Die HYRAZE League liefert durch den Einsatz von modernster Technik in allen Bereichen wichtige Impulse für den Technologietransfer und ist so die optimale Entwicklungsplattform für die Mobilität der Zukunft. Außerdem ist sie ein Zeichen für den Automobilstandort Baden-Württemberg und den Erfindergeist rund um neue Antriebsvarianten.

Ein Präsentationsvideo über HYRAZE gibt es bei YouTube: https://www.youtube.com/watch?v=zuNfbna8Imo

(Copyright Fotos: PR/HWA AG)

 

LIM vor Ort: Firmenbesuch bei der CMBlu AG in Alzenau. High-Tech-Batterien für Strom-Großspeicher & Schnelllade-Infrastruktur

Im Energiesektor und der E-Mobilität steckt großes Wachstumspotenzial. Auch für den Mittelstand entstehen hier neue Geschäftsfelder und neue Jobprofile. Vorreiter im Markt großer stationärer Stromspeicher und der Schnelllade-Infrastruktur für E-Mobilität ist die CMBlu Energy AG in Alzenau (Landkreis Aschaffenburg/Bayern). Die Firma entwickelt Stromspeicher auf Basis organischer Elektrolyte. In allen Energiebereichen können die Organic-Flow-Batterien eingesetzt werden. Als „Schlüsseltechnologie“ eignen sich die High-Performance-Batterien auch für die Schnellladeinfrastruktur für E-Autos.

LIM-Mitglieder aus BaWü, Bayern, Hessen und Rheinland-Pfalz bei CMBlu

Die Vision des Unternehmens mit inzwischen rund 90 Mitarbeitern war Anlass für eine LIM-Delegation, CMBlu zu besuchen und mit dem Gründer und CEO, Dr. Peter Geigle, und Dr. Gerald Heimann, Head of Strategic Business Development, über die Energiewende und Innovationen in der Branche zu sprechen. Angeführt wurde die Gruppe vom neuen LIM-Bundesvorsitzenden Dr. Dorian Hartmuth. Ebenfalls mit dabei: Dr. Thilo Scholpp, der neue LIM-Generalsekretär und Landesvorsitzende BaWü, sowie Victor Piel, Landesvorsitzender Rheinland-Pfalz, und Wolfgang Oepen aus Rheinland-Pfalz. Dr. Scholpp brachte aus Stuttgart Dipl-Ing. Benedikt Zimmermann mit. Der Ingenieur arbeitet in der Automobilindustrie und beschäftigt sich intensiv mit synthetischen Kraftstoffen.
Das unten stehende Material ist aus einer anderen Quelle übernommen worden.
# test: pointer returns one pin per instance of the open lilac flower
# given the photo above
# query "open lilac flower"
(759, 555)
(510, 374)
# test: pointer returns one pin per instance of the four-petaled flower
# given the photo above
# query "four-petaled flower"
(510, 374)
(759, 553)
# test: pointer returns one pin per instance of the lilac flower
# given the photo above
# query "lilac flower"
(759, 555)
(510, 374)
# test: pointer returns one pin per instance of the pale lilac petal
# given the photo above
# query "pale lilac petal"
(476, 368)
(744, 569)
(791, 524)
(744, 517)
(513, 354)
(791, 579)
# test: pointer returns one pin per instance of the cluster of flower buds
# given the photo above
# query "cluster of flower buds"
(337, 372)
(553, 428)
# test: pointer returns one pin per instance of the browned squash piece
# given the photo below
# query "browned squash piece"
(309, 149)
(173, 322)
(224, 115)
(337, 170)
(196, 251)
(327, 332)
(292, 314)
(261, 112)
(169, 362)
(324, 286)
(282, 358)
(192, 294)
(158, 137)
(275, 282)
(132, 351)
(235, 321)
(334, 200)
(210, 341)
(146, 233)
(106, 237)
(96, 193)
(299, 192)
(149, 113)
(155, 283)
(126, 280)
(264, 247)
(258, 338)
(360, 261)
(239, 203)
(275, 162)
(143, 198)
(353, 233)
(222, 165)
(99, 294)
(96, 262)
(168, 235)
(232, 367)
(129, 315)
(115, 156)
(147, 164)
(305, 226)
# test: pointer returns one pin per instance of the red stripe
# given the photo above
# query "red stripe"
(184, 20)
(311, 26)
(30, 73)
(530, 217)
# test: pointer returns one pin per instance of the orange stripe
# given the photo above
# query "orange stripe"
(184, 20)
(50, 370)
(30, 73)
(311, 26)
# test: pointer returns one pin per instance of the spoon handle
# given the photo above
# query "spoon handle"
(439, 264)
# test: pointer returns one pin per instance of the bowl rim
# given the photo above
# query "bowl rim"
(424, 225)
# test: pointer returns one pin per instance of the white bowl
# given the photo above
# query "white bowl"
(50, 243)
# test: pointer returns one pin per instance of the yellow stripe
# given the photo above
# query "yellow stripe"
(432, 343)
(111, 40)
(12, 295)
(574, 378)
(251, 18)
Zu diesem Thema hat er für die FDP Stuttgart schon verschiedene Anträge für Landes- und Bezirksparteitage mitformuliert.

Dezentrale Energiespeicherung: So sieht CMBlu die Zukunft

Politiker lassen sich Zukunftstechnologie zeigen

Dass ein Unternehmen wie CMBlu großes Wachstumpotenzial hat und zudem auf den Standort Deutschland setzt, begeisterte auch Bundes- und Landespolitiker. „Wir sind stolz, dass unserer Einladung die beiden FDP-Bundestagsabgeordneten Judith Skudelny und Karsten Klein gefolgt sind sowie Helmut Kaltenhauser, MdL aus Bayern“, sagt der LIM-Bundesvorsitzende Dr. Dorian Hartmuth. CMBlu entwickelt großtechnische, stationäre Stomspeicher für alle Bereiche des Energiesystems. Die LIM-Delegation erfuhr, dass die Produkte des Unternehmens sehr vielseitig eingesetzt werden können. Etwa als Quartierspeicher, an Windkraftanlagen (On- und Off-Shore) sowie in Häfen, auf Fähren und Kreuzfahrtschiffen.

Für die gerade vorangetriebene E-Ladestruktur an Tank- und Raststätten, entlang von Fernrouten sowie in urbanen Mobilitäts-Hubs sieht CMBlu vor, dass die Energie in großen Schnellladeparks in den Organic Flow Batterien vorgehalten wird. Die Zuleitung kann über den Tag verteilt über Standardleitungen erfolgen. Große und teure Netzanschlüsse, die nur in Spitzenzeiten erforderlich wären, braucht es deshalb nicht.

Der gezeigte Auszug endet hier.